Verhalten:
Der sympathische kleine Vertreter der Hasenfamilie lebt gesellig in einer Familienstruktur mit selten mehr als sieben Artgenossen. Diese Familien schließen sich mit anderen Familien zusammen, wodurch Kolonien mit bis zu einhundert Tieren entstehen können. Diese Kolonien sind es, die dann erhebliche Schäden an land- und forstwirtschaftlichen Flächen anrichten, wie zum Beispiel: Gemüse- und Obstanlagen, Weinberge und Forstkulturen.

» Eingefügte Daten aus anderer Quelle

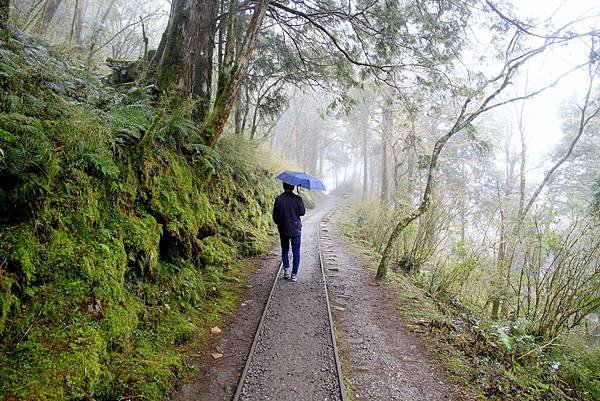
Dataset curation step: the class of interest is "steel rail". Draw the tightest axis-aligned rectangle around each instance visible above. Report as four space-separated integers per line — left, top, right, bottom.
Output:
232 212 346 401
317 209 346 401
232 262 283 401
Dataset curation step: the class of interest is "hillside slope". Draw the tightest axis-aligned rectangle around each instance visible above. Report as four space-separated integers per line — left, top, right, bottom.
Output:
0 31 277 400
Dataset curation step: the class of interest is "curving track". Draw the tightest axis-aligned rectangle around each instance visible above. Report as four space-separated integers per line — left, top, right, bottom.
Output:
233 197 345 401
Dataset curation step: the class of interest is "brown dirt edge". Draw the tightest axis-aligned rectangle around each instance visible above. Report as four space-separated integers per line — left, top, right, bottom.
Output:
165 241 280 401
329 209 485 401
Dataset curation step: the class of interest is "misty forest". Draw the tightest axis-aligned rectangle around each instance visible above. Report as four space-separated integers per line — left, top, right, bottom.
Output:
0 0 600 401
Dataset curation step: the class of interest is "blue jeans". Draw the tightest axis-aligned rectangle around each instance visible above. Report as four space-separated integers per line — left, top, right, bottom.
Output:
279 235 301 274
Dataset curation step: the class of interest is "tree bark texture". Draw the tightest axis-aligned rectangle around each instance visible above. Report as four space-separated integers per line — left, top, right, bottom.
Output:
200 0 269 148
362 124 369 200
376 130 458 279
0 0 10 27
381 104 394 204
156 0 218 121
39 0 62 33
72 0 87 48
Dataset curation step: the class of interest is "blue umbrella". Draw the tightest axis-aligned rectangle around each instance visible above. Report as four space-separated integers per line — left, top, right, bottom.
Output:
275 170 325 191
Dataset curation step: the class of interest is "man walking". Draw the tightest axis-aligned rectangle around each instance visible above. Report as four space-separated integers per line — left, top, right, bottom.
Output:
273 182 305 281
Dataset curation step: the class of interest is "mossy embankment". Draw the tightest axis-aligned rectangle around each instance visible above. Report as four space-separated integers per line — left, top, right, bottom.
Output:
0 31 279 400
339 202 600 401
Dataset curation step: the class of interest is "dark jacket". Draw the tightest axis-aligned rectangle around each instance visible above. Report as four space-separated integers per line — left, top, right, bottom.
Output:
273 191 305 237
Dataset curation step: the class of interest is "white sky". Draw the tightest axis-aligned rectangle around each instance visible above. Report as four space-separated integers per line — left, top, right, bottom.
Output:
512 0 600 158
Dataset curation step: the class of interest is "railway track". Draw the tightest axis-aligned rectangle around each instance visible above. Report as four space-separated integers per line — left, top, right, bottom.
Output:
233 206 346 401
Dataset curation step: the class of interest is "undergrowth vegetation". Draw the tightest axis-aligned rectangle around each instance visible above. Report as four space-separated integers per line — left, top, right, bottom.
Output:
340 202 600 401
0 31 279 400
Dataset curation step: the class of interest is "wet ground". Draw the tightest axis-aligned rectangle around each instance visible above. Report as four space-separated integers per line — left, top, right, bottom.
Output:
321 209 462 401
170 196 463 401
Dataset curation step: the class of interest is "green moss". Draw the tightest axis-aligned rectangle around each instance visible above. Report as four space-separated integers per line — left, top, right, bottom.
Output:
0 28 277 400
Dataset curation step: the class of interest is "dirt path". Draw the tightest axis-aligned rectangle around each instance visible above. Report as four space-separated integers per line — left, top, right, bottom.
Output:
321 209 462 401
240 193 341 401
169 197 338 401
170 196 463 401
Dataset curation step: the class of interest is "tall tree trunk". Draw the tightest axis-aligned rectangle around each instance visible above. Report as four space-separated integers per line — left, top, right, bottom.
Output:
362 127 369 200
0 0 10 28
39 0 62 34
200 0 269 148
381 99 394 204
156 0 218 121
69 0 87 49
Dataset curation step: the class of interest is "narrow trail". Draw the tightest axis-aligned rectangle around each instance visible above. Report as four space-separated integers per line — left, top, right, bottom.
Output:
321 208 472 401
170 195 466 401
234 193 342 401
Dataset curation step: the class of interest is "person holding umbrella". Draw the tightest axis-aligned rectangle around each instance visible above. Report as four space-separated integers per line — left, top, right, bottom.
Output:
273 181 306 281
273 170 325 281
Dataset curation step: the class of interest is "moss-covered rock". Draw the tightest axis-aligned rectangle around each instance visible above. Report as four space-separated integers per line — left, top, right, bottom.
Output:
0 28 278 400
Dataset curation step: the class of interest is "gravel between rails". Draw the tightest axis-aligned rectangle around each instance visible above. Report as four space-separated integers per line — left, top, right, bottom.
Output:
239 197 342 401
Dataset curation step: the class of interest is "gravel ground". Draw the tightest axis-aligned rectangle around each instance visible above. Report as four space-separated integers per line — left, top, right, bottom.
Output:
240 197 341 401
321 209 464 401
168 250 281 401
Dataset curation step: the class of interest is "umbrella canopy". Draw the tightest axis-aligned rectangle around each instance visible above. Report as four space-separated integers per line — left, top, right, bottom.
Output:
275 170 325 191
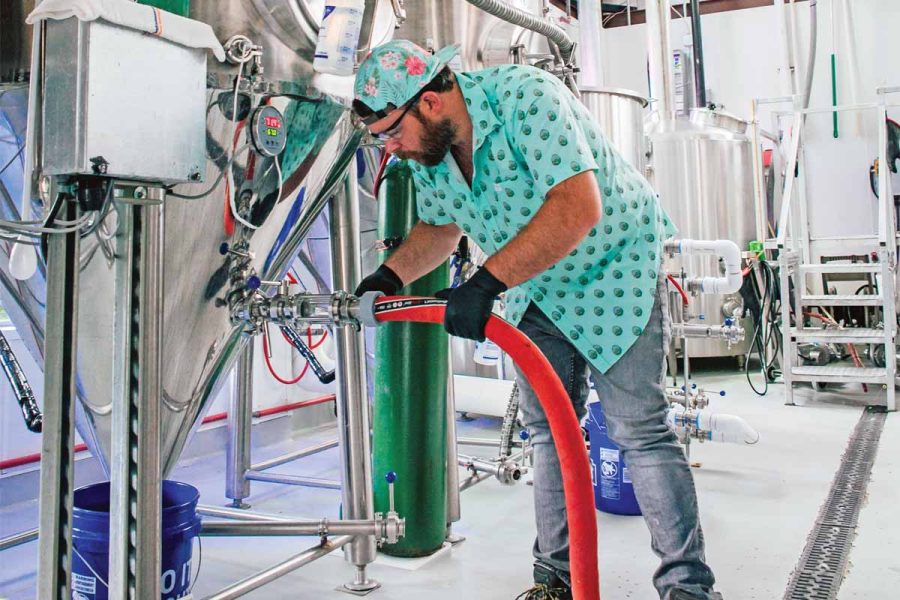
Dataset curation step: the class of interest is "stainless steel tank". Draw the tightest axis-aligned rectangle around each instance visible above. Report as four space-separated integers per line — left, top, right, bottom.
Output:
0 0 393 474
648 109 756 357
580 88 648 173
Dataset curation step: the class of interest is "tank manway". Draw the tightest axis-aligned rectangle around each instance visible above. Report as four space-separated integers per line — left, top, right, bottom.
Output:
784 406 887 600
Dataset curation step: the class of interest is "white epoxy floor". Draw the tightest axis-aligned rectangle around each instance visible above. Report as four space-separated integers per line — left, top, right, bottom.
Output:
0 371 900 600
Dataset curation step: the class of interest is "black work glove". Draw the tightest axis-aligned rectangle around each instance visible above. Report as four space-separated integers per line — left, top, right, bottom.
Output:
353 265 403 296
435 267 506 342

Die von den Wildkaninchen angelegten unterirdischen Baue weisen mindestens zwei Eingänge auf. Über diese verlassen die Tiere in der Dämmerung den Bau, um nach Nahrung zu suchen, wobei sie sich in den meisten Fällen nicht weiter als 200 Meter vom Höhleneingang entfernen. Bei Gefahr flüchten die Kurzsprinter, die bis zu 39 Stundenkilometer schnell werden können, über die angelegten Eingänge wieder in den schützenden Bau.
Nahrung:
Das Wildkaninchen ist ein reiner Pflanzenfresser und bei Leibe kein Kostverächter. Es nimmt Gräser, Kräuter, junge Saaten, Feldfrüchte, Knospen, Triebe und Rinde als Nahrung auf. Die Nahrungsaufnahme findet in der Dämmerung und auch nachts statt, in ruhigeren Gegenden ist das Wildkaninchen auch tagaktiv. Wie auch der Feldhase stellt das Wildkaninchen nahrungstechnisch eine Besonderheit dar, da es durch den sogenannten Vorgang der Koprophagie in der Lage ist, Minderaufnahmen von bestimmten Nährstoffen auszugleichen.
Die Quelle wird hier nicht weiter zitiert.